Sociologist Mark Granovetter forcefully argues that research on markets must study “the actual patterns of personal relations by which economic transactions are carried out.”Footnote 93 In the case of the Roman economy, the role of coercion, predation and violence must be accounted for. Unfortunately, the networks of interpersonal connections, whether violent or voluntary, of pre-modern economies are impossible to quantify and exploit via formal economic modeling; even new institutional economics, despite being an improved version of neoclassical economics, offers limited avenues for circumventing the problems raised by embeddedness (of both observers and subjects). Cultural historians and economic anthropologists, most of them skeptical of economic theory, are unlikely to find the approaches offered by new institutional economics more useful than the tools they already know and use.
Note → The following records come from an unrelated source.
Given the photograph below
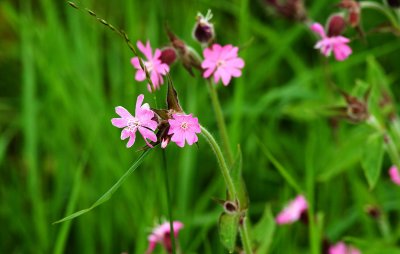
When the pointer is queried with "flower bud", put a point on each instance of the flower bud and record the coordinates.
(203, 30)
(168, 55)
(354, 10)
(230, 207)
(394, 3)
(357, 110)
(336, 25)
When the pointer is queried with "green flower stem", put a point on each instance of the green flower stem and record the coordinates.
(221, 161)
(381, 8)
(244, 231)
(244, 234)
(221, 123)
(171, 221)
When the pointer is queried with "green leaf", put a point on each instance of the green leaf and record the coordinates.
(228, 229)
(371, 160)
(264, 230)
(240, 186)
(106, 196)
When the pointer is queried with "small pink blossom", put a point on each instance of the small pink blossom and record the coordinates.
(394, 175)
(222, 62)
(337, 44)
(342, 248)
(184, 127)
(292, 212)
(154, 66)
(162, 235)
(142, 121)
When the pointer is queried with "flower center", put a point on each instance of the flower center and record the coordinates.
(220, 63)
(133, 123)
(149, 66)
(184, 125)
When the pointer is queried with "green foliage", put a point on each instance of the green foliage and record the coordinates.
(62, 74)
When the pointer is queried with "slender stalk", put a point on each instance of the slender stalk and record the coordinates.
(220, 122)
(171, 224)
(221, 162)
(244, 234)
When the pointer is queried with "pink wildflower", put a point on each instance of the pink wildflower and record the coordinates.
(342, 248)
(394, 175)
(292, 212)
(142, 121)
(184, 127)
(162, 234)
(153, 65)
(337, 44)
(222, 62)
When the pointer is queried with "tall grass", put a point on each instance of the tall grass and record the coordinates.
(59, 151)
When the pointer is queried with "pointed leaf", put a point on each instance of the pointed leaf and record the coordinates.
(106, 196)
(371, 160)
(228, 229)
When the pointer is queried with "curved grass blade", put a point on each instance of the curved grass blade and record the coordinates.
(106, 196)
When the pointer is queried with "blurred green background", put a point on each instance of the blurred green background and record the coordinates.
(62, 73)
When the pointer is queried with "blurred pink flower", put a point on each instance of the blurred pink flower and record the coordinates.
(142, 121)
(292, 212)
(162, 234)
(153, 65)
(222, 62)
(342, 248)
(184, 127)
(394, 175)
(337, 44)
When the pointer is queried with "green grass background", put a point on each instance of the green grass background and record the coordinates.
(62, 73)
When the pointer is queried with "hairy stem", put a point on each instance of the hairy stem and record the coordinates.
(220, 122)
(221, 162)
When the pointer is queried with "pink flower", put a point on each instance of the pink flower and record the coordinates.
(337, 44)
(162, 234)
(394, 175)
(184, 127)
(142, 121)
(292, 212)
(153, 65)
(342, 248)
(222, 62)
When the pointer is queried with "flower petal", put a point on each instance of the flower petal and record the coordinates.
(122, 112)
(119, 122)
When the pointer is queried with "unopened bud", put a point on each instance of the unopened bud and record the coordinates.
(357, 110)
(354, 10)
(336, 25)
(168, 55)
(290, 9)
(203, 31)
(394, 3)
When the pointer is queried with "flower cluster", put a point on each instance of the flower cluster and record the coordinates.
(327, 44)
(177, 127)
(342, 248)
(155, 67)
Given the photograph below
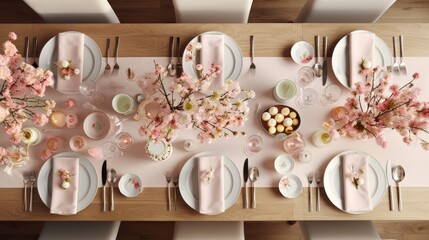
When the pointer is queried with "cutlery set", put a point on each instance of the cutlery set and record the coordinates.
(399, 67)
(396, 173)
(175, 69)
(321, 70)
(29, 181)
(311, 177)
(175, 181)
(253, 176)
(252, 55)
(107, 68)
(34, 51)
(111, 177)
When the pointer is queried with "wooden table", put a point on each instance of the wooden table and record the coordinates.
(274, 40)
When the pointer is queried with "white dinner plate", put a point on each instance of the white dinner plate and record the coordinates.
(88, 181)
(382, 57)
(92, 59)
(333, 178)
(188, 181)
(233, 58)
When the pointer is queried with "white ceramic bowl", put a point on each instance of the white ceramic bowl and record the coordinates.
(290, 186)
(97, 125)
(130, 185)
(284, 164)
(302, 52)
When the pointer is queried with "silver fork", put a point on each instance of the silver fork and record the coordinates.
(168, 179)
(175, 182)
(396, 63)
(402, 67)
(310, 177)
(107, 68)
(116, 67)
(26, 181)
(318, 180)
(252, 52)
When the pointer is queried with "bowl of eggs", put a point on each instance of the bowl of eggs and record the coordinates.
(280, 120)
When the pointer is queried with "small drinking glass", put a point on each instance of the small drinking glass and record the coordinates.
(294, 144)
(307, 97)
(330, 94)
(305, 76)
(254, 144)
(89, 88)
(124, 141)
(110, 149)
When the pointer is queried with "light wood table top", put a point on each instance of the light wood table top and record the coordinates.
(274, 40)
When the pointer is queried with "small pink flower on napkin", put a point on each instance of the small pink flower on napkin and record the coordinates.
(361, 46)
(212, 52)
(64, 201)
(70, 48)
(357, 196)
(211, 186)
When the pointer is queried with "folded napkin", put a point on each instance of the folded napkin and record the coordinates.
(212, 52)
(361, 46)
(355, 165)
(211, 186)
(64, 201)
(70, 48)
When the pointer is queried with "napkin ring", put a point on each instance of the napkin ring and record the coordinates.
(66, 71)
(207, 176)
(66, 178)
(355, 176)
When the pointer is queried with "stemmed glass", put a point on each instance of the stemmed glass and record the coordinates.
(253, 145)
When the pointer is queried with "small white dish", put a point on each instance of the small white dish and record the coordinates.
(130, 185)
(159, 151)
(97, 125)
(302, 52)
(284, 164)
(290, 186)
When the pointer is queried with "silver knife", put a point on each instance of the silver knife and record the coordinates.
(245, 177)
(104, 180)
(389, 183)
(179, 68)
(325, 62)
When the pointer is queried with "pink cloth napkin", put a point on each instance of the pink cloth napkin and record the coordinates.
(64, 201)
(211, 186)
(70, 47)
(212, 52)
(356, 199)
(361, 46)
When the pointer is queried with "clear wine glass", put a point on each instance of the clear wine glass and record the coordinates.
(254, 145)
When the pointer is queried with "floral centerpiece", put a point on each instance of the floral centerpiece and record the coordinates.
(182, 105)
(22, 88)
(377, 104)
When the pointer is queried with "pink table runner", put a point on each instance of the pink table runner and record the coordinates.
(270, 71)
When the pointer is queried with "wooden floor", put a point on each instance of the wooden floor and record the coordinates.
(162, 11)
(253, 230)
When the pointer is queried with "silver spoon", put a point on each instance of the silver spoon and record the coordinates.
(171, 67)
(317, 67)
(253, 176)
(398, 174)
(112, 180)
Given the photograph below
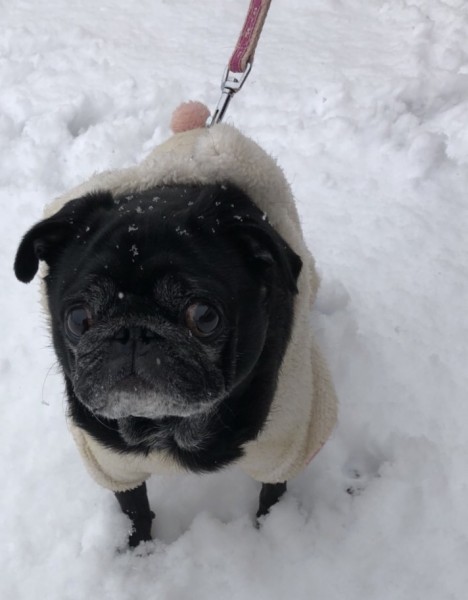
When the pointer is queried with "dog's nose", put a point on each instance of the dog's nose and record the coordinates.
(130, 334)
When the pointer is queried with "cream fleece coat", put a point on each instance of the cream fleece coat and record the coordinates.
(304, 408)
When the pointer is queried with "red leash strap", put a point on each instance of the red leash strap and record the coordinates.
(240, 63)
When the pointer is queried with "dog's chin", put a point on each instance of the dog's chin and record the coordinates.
(135, 397)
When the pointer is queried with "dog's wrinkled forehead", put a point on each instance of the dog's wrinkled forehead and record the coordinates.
(150, 236)
(212, 229)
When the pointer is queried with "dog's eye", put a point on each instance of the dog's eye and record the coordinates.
(202, 319)
(77, 321)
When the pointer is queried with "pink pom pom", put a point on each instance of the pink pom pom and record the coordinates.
(189, 115)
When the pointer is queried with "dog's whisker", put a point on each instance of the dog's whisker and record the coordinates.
(55, 364)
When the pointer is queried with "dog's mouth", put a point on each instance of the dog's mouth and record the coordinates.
(135, 396)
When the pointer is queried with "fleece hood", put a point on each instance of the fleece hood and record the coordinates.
(303, 411)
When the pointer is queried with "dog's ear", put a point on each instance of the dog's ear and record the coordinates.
(268, 249)
(47, 238)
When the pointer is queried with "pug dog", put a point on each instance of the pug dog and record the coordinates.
(171, 309)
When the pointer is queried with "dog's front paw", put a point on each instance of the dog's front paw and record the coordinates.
(141, 531)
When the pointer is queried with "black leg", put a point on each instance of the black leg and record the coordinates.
(134, 503)
(269, 495)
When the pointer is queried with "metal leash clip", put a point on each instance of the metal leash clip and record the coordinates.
(230, 84)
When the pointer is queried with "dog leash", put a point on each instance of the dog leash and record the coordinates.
(240, 63)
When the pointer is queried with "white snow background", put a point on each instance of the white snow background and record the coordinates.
(364, 103)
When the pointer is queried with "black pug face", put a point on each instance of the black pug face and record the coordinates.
(160, 301)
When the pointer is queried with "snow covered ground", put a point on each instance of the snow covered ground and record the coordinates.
(365, 105)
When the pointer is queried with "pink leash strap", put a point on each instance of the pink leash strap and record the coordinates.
(246, 44)
(240, 63)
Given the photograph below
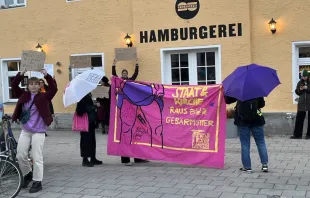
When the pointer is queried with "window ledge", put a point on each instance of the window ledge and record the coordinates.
(10, 103)
(11, 7)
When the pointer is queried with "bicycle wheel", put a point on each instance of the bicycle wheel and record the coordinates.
(11, 178)
(12, 150)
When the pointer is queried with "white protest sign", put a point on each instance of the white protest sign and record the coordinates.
(48, 67)
(32, 60)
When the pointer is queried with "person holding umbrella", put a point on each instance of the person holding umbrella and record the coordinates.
(248, 85)
(79, 91)
(249, 119)
(88, 139)
(303, 91)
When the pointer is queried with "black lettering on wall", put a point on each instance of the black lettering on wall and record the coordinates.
(143, 37)
(163, 35)
(153, 36)
(232, 30)
(174, 34)
(239, 29)
(203, 34)
(193, 33)
(222, 31)
(212, 31)
(184, 33)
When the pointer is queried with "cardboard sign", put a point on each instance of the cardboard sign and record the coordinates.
(126, 54)
(49, 68)
(101, 92)
(80, 61)
(32, 60)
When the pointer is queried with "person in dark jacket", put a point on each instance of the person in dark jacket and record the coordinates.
(126, 160)
(245, 127)
(43, 89)
(303, 91)
(88, 139)
(125, 72)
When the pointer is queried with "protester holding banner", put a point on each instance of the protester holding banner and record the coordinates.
(126, 160)
(103, 106)
(32, 110)
(125, 72)
(88, 139)
(248, 118)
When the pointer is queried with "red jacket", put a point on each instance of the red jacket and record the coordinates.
(41, 100)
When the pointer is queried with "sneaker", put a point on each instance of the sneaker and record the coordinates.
(265, 168)
(295, 138)
(249, 170)
(95, 162)
(27, 180)
(36, 187)
(87, 164)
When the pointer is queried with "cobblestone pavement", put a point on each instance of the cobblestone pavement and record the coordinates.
(64, 176)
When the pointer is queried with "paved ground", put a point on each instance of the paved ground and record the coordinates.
(64, 177)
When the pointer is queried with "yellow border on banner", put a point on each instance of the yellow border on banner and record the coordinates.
(176, 148)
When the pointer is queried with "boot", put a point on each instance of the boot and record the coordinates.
(94, 161)
(36, 187)
(86, 163)
(27, 180)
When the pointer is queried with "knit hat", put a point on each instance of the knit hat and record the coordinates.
(304, 73)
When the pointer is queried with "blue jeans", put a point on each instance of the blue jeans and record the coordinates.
(245, 139)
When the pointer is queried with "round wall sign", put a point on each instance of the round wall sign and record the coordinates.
(187, 9)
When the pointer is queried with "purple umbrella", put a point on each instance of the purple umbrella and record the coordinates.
(251, 81)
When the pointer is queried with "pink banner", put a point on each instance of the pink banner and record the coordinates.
(183, 124)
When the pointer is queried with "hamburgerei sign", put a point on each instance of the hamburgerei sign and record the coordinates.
(188, 9)
(191, 33)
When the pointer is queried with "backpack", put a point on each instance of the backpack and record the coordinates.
(248, 110)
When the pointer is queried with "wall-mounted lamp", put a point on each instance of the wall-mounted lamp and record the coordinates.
(272, 26)
(39, 48)
(128, 40)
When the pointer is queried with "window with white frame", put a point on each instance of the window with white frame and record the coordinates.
(96, 63)
(191, 67)
(301, 61)
(4, 4)
(10, 68)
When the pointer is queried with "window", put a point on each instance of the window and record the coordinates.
(96, 62)
(191, 67)
(9, 70)
(300, 61)
(206, 69)
(4, 4)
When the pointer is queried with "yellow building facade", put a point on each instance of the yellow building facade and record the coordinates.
(178, 42)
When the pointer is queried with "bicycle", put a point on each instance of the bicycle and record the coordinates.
(11, 177)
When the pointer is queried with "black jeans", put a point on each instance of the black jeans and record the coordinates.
(299, 124)
(88, 142)
(127, 160)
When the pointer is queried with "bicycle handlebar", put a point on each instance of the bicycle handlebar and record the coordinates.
(7, 117)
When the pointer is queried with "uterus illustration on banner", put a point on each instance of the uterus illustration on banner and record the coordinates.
(173, 123)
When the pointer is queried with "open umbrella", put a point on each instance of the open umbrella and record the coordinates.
(81, 86)
(251, 81)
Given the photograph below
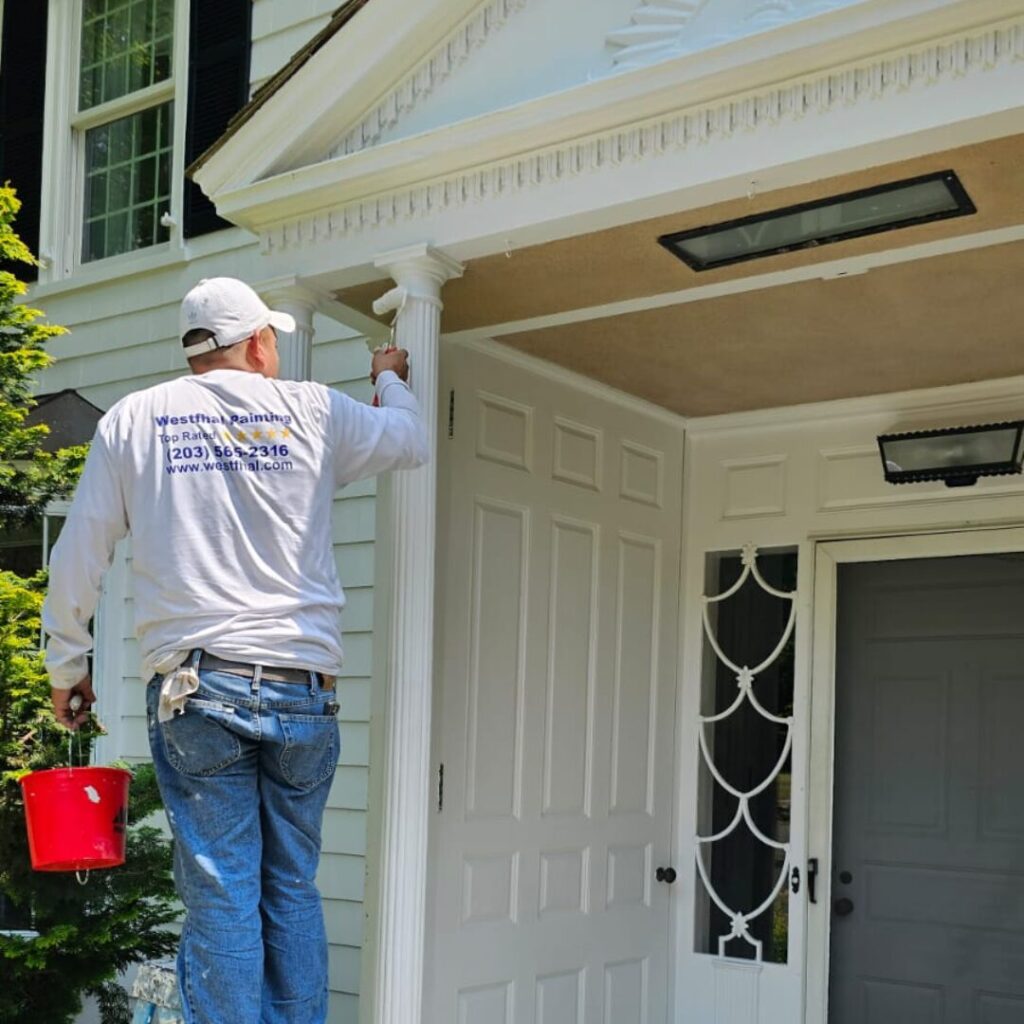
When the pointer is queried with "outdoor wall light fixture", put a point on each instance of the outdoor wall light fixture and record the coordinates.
(956, 455)
(899, 204)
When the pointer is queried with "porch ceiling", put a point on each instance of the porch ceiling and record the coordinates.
(942, 320)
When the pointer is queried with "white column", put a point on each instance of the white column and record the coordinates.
(419, 272)
(290, 296)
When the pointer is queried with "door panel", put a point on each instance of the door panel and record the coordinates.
(555, 706)
(929, 799)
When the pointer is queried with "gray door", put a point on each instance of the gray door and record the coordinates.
(928, 858)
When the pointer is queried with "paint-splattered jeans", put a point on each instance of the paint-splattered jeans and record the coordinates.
(244, 774)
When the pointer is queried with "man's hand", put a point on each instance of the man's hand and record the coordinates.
(389, 358)
(61, 704)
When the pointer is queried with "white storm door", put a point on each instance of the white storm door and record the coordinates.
(555, 702)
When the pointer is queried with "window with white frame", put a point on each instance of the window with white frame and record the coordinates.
(125, 124)
(135, 90)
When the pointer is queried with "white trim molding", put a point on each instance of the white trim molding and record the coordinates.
(425, 78)
(872, 51)
(923, 67)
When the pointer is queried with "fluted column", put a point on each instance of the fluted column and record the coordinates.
(290, 296)
(419, 273)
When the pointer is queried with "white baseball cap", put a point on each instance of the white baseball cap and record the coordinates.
(230, 310)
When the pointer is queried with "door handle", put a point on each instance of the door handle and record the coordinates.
(812, 879)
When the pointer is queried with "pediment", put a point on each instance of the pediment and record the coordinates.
(658, 30)
(511, 51)
(459, 60)
(507, 52)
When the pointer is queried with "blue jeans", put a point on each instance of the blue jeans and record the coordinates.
(244, 774)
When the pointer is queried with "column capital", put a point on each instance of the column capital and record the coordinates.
(290, 295)
(421, 269)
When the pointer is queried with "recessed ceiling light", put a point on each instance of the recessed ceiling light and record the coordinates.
(884, 208)
(956, 455)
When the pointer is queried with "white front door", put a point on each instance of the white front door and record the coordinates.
(555, 701)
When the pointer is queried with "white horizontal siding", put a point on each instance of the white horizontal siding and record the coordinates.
(123, 338)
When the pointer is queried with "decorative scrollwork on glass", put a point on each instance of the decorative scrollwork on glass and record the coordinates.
(747, 677)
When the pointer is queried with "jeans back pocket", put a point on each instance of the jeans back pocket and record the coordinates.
(310, 750)
(200, 742)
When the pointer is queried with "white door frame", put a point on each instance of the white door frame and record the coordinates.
(828, 556)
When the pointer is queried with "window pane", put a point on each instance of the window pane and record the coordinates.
(126, 45)
(127, 173)
(744, 777)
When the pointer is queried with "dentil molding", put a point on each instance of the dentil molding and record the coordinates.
(427, 76)
(870, 80)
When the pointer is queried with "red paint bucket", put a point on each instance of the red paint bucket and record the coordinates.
(76, 817)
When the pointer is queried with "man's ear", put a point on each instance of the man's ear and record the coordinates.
(254, 351)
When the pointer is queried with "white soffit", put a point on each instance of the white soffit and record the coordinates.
(858, 52)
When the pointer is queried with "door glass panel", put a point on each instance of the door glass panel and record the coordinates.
(745, 755)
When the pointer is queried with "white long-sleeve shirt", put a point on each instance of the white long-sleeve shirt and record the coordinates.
(225, 481)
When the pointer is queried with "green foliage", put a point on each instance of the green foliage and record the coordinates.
(86, 934)
(29, 476)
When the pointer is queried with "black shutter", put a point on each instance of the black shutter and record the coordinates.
(219, 33)
(23, 85)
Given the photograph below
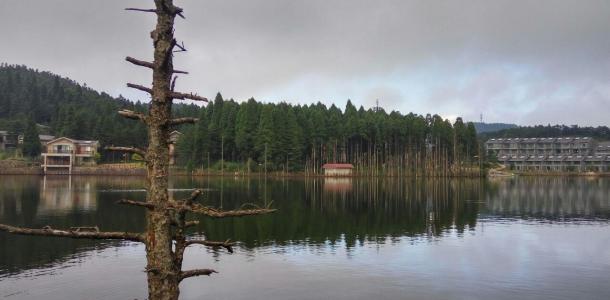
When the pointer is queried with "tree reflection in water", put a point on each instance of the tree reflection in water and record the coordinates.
(315, 212)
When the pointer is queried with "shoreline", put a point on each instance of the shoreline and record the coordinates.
(95, 171)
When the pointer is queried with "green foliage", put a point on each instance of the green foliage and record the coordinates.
(263, 136)
(31, 141)
(69, 109)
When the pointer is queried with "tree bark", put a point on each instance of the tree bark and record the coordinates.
(163, 274)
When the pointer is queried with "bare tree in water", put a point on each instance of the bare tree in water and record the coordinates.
(165, 237)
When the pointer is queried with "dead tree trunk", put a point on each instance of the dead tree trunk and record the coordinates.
(164, 238)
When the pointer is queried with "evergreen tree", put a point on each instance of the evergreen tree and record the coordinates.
(31, 141)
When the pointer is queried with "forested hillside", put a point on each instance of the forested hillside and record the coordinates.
(293, 137)
(254, 134)
(69, 109)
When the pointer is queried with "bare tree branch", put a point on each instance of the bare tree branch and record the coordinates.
(127, 149)
(129, 114)
(196, 272)
(216, 213)
(140, 87)
(142, 9)
(190, 223)
(181, 47)
(186, 120)
(75, 233)
(194, 195)
(214, 244)
(148, 64)
(136, 203)
(185, 96)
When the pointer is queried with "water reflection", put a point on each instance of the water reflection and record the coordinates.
(550, 198)
(61, 195)
(316, 213)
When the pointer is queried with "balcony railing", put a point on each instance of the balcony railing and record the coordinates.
(62, 151)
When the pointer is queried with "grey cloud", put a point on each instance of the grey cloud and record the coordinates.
(489, 55)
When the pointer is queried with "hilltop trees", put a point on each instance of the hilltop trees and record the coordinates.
(284, 137)
(166, 219)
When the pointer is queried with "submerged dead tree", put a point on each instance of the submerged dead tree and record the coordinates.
(165, 237)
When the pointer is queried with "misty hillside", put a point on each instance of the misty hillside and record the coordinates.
(68, 108)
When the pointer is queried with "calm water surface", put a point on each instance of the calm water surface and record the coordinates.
(519, 238)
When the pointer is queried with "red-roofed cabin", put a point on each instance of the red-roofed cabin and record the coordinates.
(338, 169)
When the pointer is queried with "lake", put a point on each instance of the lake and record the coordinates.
(334, 238)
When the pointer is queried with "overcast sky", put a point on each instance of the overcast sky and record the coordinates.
(525, 62)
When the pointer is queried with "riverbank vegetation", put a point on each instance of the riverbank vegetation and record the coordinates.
(250, 136)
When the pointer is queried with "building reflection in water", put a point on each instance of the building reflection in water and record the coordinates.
(337, 184)
(63, 194)
(552, 198)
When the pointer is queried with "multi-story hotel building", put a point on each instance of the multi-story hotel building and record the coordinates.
(551, 154)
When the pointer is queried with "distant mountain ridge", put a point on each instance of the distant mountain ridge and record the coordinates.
(482, 127)
(601, 133)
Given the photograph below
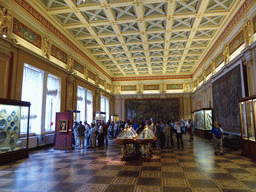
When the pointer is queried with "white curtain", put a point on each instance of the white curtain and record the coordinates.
(81, 103)
(107, 109)
(89, 107)
(52, 101)
(32, 88)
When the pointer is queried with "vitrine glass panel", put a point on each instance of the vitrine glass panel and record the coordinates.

Still, new institutionalism provides Roman economic historians with novel concepts, even if new institutionalism as a whole clearly cannot pull the field out of well-worn dichotomies. Despite its promise, the agenda of new institutionalism has thus far not materialized as a true ‘third way’ between either primitivism and modernism or substantivism and formalism. I do not believe that new institutionalism should be discarded entirely, but historians would be wise to use care and caution.
Conclusions
All historical applications of formal economic models require justification – not merely within their own closed system of logic, but in a wider historiographical context which includes serious and thoughtful substantivist critiques of the formalist enterprise more generally and especially of applied economic theory. New institutional economics may not be the final solution, but are there other ways Roman economic historians might use economic theories to better understand economic choices as well as the embedding contexts which channeled such choices? Although I share many of the substantivists’ concerns about new institutional economics, I wonder: can some new institutional concepts (e.g. transaction costs and bounded rationality) be redeemed in order to help historians understand the Roman monetary system? History and economics, despite fundamental differences embedded in each discipline, can meaningfully and symbiotically intersect. While I hesitate to suggest that the two disciplines are entirely reconcilable, economics offers Roman historians valuable and helpful organizing concepts, so long as these concepts are used within an agenda of historical understanding.